His histories were so rich and tactile that I chided myself for noticing the incongruities that only trouble the sane. How could he claim to have charted the relentless march of natural progression before Darwin had ever named it, and still tell of waking on the sixth day to a world of possibilities? And if he remembered the kindly face retiring to rest on the seventh, then how could he also have watched Thor stomp across the tundra in search of Utgard? So I asked him. The storyteller answered that the world had been an ambitious undertaking, and that creations need not be mutually exclusive. Besides, there were many In the Beginnings and just as many Ragnaroks.
My laughter was an expression of the simple joy in a tale well told, but it seemed to mark me out as a philistine- the man threw on his coat and made to leave. I worried about hurting the old boy's feelings and tested the ground with a teasing question: what was the secret of a life that outlasted empires? Scoffing, he said I wouldn't even be willing to take the first step.
'Try me.' I said. The man's fantasies had been intricate. I was hooked enough to want to hear the logic behind his immortality. He brought his face close to mine and suddenly it seemed the years had dropped away from him. A powerful urgency filled his eyes and his voice.
'Pull yourself free of the river and stand on the bank, watch it flow past you.' His stare was cold, he didn't smile. 'Do this, and you'll be there at the first, where the sun is drawing us in from the dark, setting us to spin, uniting disparate particles. You'll see the last, where the flame that lights and warms is swelling, taking back what it gave to us in a fire of destruction.' His words unsettled me. There was a mania here that wasn't present before, though his eyes remained dead calm.
'And how...?' I began to ask, stepping backwards uncomfortably.

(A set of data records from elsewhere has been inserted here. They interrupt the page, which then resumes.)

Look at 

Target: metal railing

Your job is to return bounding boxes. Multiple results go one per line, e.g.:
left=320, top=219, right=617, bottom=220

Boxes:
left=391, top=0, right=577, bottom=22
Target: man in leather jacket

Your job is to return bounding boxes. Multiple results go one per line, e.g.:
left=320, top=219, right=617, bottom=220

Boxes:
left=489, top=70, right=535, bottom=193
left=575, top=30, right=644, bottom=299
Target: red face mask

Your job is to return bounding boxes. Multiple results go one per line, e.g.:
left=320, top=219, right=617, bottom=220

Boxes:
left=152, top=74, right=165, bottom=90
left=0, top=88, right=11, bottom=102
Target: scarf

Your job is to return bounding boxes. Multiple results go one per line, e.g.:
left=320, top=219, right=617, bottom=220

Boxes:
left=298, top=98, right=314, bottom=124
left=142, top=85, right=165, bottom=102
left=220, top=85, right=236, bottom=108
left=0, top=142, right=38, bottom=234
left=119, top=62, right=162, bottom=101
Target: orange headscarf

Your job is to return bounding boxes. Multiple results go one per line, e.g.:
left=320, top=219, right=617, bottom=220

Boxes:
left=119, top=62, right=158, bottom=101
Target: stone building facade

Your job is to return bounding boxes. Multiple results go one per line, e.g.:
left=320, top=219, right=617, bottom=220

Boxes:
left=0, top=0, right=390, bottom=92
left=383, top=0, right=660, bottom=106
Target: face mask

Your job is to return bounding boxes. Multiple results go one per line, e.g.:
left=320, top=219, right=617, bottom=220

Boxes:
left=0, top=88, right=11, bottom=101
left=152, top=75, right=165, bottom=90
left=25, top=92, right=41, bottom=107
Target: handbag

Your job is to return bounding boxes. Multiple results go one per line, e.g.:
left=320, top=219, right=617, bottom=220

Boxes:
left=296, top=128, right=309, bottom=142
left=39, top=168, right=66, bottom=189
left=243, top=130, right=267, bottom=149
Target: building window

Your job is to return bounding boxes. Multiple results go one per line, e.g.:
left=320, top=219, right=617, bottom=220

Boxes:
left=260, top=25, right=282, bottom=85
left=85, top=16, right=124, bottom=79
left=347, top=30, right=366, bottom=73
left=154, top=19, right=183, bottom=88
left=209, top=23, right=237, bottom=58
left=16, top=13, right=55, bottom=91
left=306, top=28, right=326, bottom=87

'These currents that drag us through time,' he said, putting on his hat '...they are sentimental. Your love for the things and places that comfort you, the people who hang on your words- these things are woven through you and you through them. Leave them and never look back and be free. If you love anything, let it fall to the ground and shatter.'
For a horrible moment I thought of Jane waiting up for me on the sofa in our home, of Connor already asleep. The thought of never returning to them was absurd and terrifying, yet I remembered all the lonely walks I'd taken after fights and the bags I'd packed before calming down. I was about to ask the old drifter what his hideous theory had driven him to abandon, whose heart he had broken with this madness; but before the words reached my lips the aged figure had turned and was at the door.
'I love my wife and son,' I called after him, inexplicably '...I'd never leave them.'
'Then good for you,' he said warmly, smiling over his shoulder, '- you can live a life, be happy and die.' He let the glazed door swing shut behind him, and I watched through the steamed-up windows as he ambled back into his huge dark outside. I rushed home.